Wired presents Tel-Aviv’s top 11 start-up companies - wslh
http://english.themarker.com/wired-presents-tel-aviv-s-top-11-start-up-companies-1.378957

======
cek
I was fortunate enough to visit Israel this spring and be immersed in the
start-up scene there for a brief time. I was blown away by the energy and
excitement.

The book "Startup Nation" by Saul Singer was given to me while there, but I
haven't read it yet. What I understand from talking to a bunch of
entrepreneurs while there was:

\- Israeli's serve in the military between HS and college. Thus when they get
to college they are more mature and ready to learn. \- Many Israeli's in their
military service are exposed to "interesting" tech research due to Israel's
geopolitical situation and resulting posture. \- Israel really has no export
other than intellectual property/ideas. So they have invest in education,
particularly in the sciences.

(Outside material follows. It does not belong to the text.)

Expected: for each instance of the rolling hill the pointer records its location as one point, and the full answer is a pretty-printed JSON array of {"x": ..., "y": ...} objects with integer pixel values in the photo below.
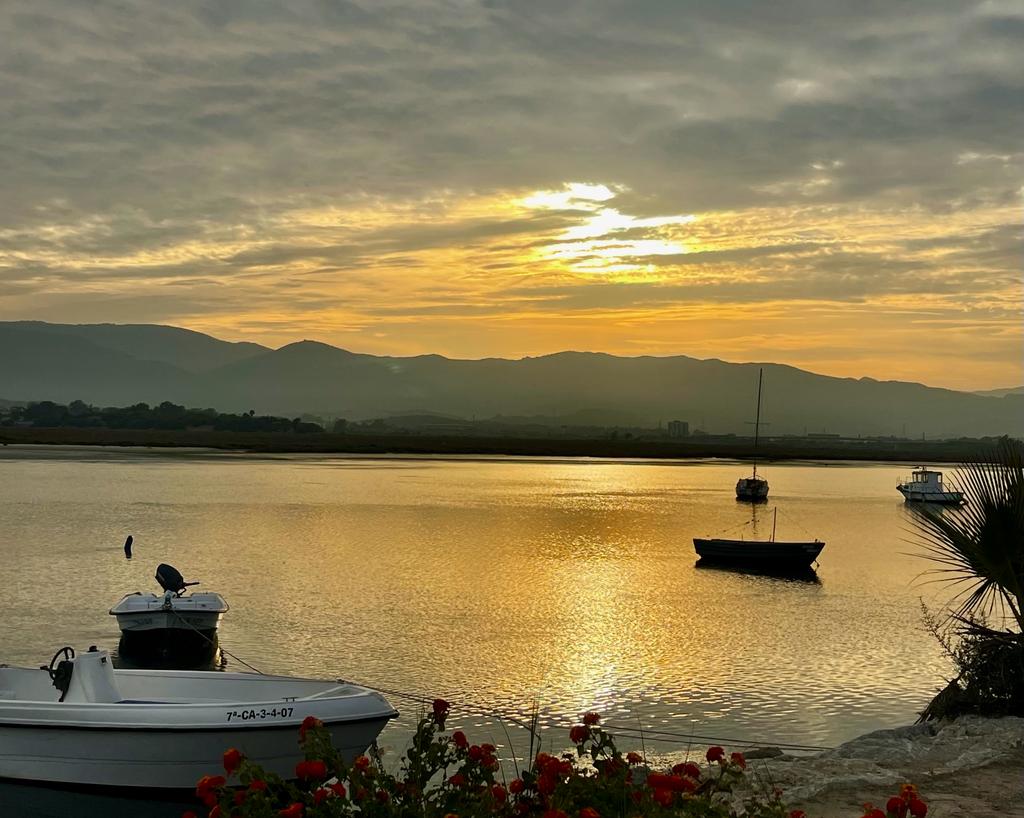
[{"x": 113, "y": 364}]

I visited both the University of Jerusalem and
Technion University in Haifa and was very impressed with the directed research
I saw. \- There is a deep undercurrent of entrepreneurship due to what my
friends there call "the Jewish mother syndrome": It used to be Jewish mothers
would harp on their kids "You will be a doctor/lawyer". Now it's "You will be
Bill Gates/Steve Jobs/Mark Zuckerberg".